The Sklar Brothers were on Conan this week to promote their new album "Hendersons and Daughters". Their time included some lovely analysis of Google searches and the problems that may result when you start hoarding episodes of Hoarders.
Jane Espenson (writer and producer for Torchwood, Battlestar Galactica, Buffy, Caprica, and Game of Thrones, amongst others) is developing a new web series called Husbands. It’s a classic newlywed comedy about two men who are dating and, while on a trip to Vegas, wake up to find themselves married. The first episode is expected on September 13th.
Donald Glover is preparing a one-hour special for Comedy Central called "Weirdo." The special will air on Sunday, November 20th and it will be his first full hour for television.
Jimmy Pardo was recently interviewed in SF Weekly. He talked about his early relationship with Bob Odenkirk as well as his favorite advice for young comics.

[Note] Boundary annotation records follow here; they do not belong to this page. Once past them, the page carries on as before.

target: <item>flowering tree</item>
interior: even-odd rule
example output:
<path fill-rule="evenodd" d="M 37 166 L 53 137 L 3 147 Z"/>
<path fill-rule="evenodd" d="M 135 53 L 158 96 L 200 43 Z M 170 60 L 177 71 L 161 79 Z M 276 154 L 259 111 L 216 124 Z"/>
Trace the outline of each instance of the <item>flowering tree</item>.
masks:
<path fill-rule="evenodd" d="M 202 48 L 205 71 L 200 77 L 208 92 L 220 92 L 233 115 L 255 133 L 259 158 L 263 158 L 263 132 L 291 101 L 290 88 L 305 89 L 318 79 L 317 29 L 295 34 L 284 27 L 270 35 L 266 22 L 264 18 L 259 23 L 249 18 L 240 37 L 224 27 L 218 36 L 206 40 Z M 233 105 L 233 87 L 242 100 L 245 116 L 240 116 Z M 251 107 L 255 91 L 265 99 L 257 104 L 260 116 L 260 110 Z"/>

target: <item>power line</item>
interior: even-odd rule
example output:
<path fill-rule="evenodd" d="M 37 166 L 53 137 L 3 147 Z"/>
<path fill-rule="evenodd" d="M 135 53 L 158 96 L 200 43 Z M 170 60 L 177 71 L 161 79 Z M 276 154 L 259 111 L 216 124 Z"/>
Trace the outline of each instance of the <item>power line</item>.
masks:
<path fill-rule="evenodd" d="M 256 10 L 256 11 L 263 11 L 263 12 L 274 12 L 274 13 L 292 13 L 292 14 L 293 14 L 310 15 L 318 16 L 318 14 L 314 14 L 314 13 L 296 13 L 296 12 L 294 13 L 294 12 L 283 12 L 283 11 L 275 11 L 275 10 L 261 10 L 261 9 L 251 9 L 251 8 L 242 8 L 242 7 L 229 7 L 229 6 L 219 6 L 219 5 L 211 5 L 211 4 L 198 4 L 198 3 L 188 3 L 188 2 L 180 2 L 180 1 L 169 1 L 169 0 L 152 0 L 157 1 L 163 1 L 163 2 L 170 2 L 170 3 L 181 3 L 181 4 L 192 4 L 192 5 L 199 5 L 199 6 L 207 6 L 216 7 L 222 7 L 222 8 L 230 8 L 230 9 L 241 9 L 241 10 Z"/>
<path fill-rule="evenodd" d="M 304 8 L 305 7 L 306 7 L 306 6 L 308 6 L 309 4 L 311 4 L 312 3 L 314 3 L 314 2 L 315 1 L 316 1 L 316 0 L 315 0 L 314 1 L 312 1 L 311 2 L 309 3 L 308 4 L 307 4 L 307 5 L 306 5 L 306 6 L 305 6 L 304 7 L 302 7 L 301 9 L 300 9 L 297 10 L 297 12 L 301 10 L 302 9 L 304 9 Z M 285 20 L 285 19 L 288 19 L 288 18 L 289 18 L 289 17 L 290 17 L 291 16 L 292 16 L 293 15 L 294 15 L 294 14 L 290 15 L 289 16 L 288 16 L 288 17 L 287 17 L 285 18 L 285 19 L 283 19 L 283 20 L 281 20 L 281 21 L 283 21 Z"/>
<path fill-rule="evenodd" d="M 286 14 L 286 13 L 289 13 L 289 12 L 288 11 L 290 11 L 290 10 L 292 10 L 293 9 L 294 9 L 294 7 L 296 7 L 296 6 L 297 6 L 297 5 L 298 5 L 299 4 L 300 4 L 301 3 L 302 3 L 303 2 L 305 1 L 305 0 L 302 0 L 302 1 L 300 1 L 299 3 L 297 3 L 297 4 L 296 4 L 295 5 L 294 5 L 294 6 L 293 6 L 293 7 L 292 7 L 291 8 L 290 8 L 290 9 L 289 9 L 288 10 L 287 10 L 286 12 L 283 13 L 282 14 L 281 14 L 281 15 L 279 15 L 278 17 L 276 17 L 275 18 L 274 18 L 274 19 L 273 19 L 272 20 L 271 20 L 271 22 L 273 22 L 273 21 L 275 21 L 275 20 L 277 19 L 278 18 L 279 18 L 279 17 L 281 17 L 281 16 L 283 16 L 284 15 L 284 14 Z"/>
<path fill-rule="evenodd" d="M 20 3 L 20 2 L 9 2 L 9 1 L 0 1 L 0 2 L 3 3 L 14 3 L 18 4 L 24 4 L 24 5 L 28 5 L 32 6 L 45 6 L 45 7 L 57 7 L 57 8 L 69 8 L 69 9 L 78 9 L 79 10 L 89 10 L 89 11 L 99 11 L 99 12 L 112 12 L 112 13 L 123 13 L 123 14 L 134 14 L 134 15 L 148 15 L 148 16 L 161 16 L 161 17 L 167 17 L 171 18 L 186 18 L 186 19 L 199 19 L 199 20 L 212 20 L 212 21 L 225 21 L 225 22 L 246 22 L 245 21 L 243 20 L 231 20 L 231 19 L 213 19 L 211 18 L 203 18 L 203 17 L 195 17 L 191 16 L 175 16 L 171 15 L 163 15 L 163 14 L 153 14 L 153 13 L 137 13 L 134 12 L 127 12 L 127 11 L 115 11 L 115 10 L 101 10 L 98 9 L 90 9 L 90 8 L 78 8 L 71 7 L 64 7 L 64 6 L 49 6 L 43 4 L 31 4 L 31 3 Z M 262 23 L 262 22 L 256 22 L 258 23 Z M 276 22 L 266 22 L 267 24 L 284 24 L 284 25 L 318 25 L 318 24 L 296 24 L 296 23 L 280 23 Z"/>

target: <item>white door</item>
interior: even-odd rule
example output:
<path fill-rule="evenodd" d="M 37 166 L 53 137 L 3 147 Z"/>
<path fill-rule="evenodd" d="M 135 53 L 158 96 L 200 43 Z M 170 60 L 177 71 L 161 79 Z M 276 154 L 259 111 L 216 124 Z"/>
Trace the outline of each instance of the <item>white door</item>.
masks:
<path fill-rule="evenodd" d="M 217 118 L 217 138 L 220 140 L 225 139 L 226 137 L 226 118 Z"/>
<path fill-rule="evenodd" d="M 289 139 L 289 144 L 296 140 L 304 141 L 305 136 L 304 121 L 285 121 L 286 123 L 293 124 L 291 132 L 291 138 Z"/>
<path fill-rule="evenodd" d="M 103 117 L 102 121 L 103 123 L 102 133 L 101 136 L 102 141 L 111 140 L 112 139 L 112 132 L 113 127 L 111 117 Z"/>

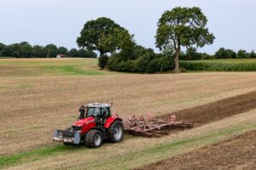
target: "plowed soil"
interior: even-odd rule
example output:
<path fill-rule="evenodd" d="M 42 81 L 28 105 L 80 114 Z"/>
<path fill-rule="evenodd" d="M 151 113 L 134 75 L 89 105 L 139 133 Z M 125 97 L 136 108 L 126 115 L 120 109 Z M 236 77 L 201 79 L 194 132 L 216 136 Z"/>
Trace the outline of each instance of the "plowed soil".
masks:
<path fill-rule="evenodd" d="M 256 169 L 256 131 L 147 165 L 150 169 Z"/>
<path fill-rule="evenodd" d="M 81 105 L 113 102 L 113 111 L 124 119 L 148 112 L 160 116 L 255 91 L 255 72 L 218 72 L 1 77 L 0 156 L 54 144 L 54 130 L 73 124 Z M 177 119 L 195 123 L 203 117 L 187 110 L 189 116 L 182 111 Z"/>
<path fill-rule="evenodd" d="M 199 127 L 254 108 L 256 91 L 166 114 L 161 117 L 169 117 L 174 114 L 177 120 L 183 120 L 192 123 L 194 127 Z"/>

Characteristically, that advice is very straightforward: "[w]henever people ask me for advice on comedy and how to get started in stand-up, there's no way to get started but to do it. Write down your ideas, things you think are funny. And then do it." Pardo will be joining Dave Anthony and Greg Behrendt this week on their podcast "Walking the Room".
Just in case you missed Louis C.K.'s most recent appearance on Conan last week, here's the clip. It includes great new material about murder and one highly unusual idea for a children's Halloween costume.
Our pal Jimmy Pardo is the opening act at the Conan show, and he's just started a new behind-the-scenes web series over at TeamCoco.com called The Pardo Patrol. This episode features the hilarious Dr. Ken Jeong and Jimmy sharing a little post-racial banter.
Every time Will Forte comes on Conan as Ted Turner, I laugh at full volume in my house like an asshole. Full belly laughs. It is the funniest thing on television, and each new iteration gets funnier and funnier.
"WHEN I BOUGHT TBS IT WAS JUST A TRASH BAG FULL OF WRASSLIN' TAPES BEHIND A DAIRY QUEEN!"
"SHADDAP YOU WIG STAND!"
"YOU COULD BOUNCE A QUARTER OFF THAT WOMAN'S ASS, WHEREAS TODAY IT WOULD SINK... LIKE A PENNY IN LAVA!"